Malta has always ranked high among the world’s health systems.

Despite the odds it faces through inadequate funding and a shortage of beds, our healthcare has consistently maintained a high standard of service, with free healthcare for all being offered at the point of delivery. This functions seamlessly alongside a private healthcare system where fees for private health are largely met by personal health insurance policies.

Now all this stands to be lost.

Instead of allocating more badly needed State funds to national healthcare, a sector that should receive the highest priority, the government bypassed local medical expertise and entered into a grotesque financial deal with an obscure commercial company to which it intends to sell a 30-year concession on three prime hospitals.

Until a short time ago, the public remained largely unaware of what lay behind the handover of the control of the three public hospitals to entrepreneurs. The Times of Malta is to be congratulated for its full, detailed exposure of the legally dubious deals that lie behind the decision to give the three hospitals to rapacious foreign entrepreneurs.

If this deal is allowed to go through, our excellent healthcare service, painstakingly built over many years, is set to degenerate into dirty ‘Big Business’.

Who the ultimate owners will be still remains a mystery. It would appear that in the future, our health will either remain in the hands of the obscure Bluestone/Vitals Global Healthcare consortium or signed over to Steward Health Care, a ruthless US business concern.

The wheeling and dealing behind this saga mostly happened in secret, behind our backs. It has now become clear that this is not the way to go.

To hand the healthcare of citizens to a commercial entity is irresponsible and can only be regarded as an abject failure of health policy

In simple terms, any service provided by Vitals (or Steward) over the years will ultimately cost the taxpayer significantly more than if the government had funded it in the first place.

The ultimate increase in the cost of privatisation has been estimated to be as high as 40 per cent in the UK, which is faced with a crisis as a result of the bankruptcy of one of its major outsourcing companies.

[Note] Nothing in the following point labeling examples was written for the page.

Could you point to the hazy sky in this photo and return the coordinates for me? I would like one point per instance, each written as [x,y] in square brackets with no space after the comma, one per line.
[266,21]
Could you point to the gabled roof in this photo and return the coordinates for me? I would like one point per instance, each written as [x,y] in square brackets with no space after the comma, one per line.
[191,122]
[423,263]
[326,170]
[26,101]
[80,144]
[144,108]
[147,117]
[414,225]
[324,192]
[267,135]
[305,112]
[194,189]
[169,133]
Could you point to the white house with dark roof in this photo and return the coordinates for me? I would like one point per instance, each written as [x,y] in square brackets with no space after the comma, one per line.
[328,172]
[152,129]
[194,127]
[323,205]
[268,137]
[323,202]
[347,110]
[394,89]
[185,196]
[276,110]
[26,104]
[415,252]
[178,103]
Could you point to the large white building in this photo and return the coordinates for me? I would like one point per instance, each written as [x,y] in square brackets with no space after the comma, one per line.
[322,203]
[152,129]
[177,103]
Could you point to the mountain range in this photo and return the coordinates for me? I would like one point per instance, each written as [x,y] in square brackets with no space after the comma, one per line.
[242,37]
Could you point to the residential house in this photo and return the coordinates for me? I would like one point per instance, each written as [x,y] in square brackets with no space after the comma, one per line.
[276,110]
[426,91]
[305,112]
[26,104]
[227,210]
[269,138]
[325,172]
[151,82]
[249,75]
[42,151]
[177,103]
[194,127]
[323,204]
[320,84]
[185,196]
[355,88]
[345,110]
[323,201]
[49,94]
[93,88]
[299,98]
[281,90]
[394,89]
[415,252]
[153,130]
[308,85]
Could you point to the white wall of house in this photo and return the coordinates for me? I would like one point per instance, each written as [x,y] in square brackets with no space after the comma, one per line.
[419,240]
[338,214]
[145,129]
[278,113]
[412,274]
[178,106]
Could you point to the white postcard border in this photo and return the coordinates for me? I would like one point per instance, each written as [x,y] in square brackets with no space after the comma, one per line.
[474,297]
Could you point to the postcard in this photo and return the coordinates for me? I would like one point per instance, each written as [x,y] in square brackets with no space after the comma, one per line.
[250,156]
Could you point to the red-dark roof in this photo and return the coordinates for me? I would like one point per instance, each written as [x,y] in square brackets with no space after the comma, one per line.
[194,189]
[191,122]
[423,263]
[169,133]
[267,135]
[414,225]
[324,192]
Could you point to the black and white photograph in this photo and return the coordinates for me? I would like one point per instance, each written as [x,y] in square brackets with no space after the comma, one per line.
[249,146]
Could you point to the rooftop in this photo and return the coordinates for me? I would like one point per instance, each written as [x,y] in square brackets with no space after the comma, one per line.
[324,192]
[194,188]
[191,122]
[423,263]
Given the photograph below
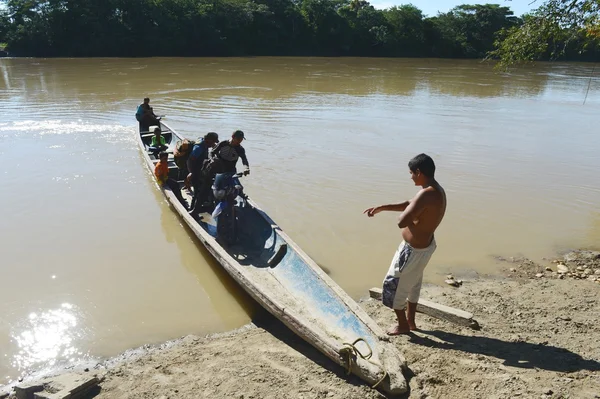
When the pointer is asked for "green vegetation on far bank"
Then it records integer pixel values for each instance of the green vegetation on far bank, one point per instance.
(276, 27)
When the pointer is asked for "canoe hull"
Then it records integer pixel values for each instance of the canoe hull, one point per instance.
(283, 279)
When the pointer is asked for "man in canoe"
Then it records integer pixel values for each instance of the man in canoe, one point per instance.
(195, 163)
(145, 115)
(158, 143)
(161, 171)
(419, 219)
(228, 152)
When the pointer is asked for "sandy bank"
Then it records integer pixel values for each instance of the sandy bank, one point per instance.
(539, 337)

The increased cost of privatised or outsourced care may, furthermore, result in less funds being available for other essential elements of government health- or social care for those who need it most.

This will likely affect people with disabilities, the chronically sick and the aged.

They will go to the bottom of the pile.

If we allow Vitals or Steward to get away with this deal and take over the three hospitals, we will be the ultimate losers.

We will open ourselves to being systematically overcharged for at least 30 years.

This arrangement will simply turn our sick patients in need of hospital treatment into cash cows to generate dividends for the shareholders of a foreign company for at least the next 30 years.

This is quite unacceptable.

A national health service should receive the top priority from any civilised government. To hand the healthcare of citizens to a commercial entity is irresponsible and can only be regarded as an abject failure of health policy.

The only way out of this mess is to scrap the contract with Vitals.

Even if the government has to buy its way out of this disastrous agreement, taxpayers’ money will have been put to good use for a lesson learned.

George Debono is a retired doctor with a special interest in health and environment matters.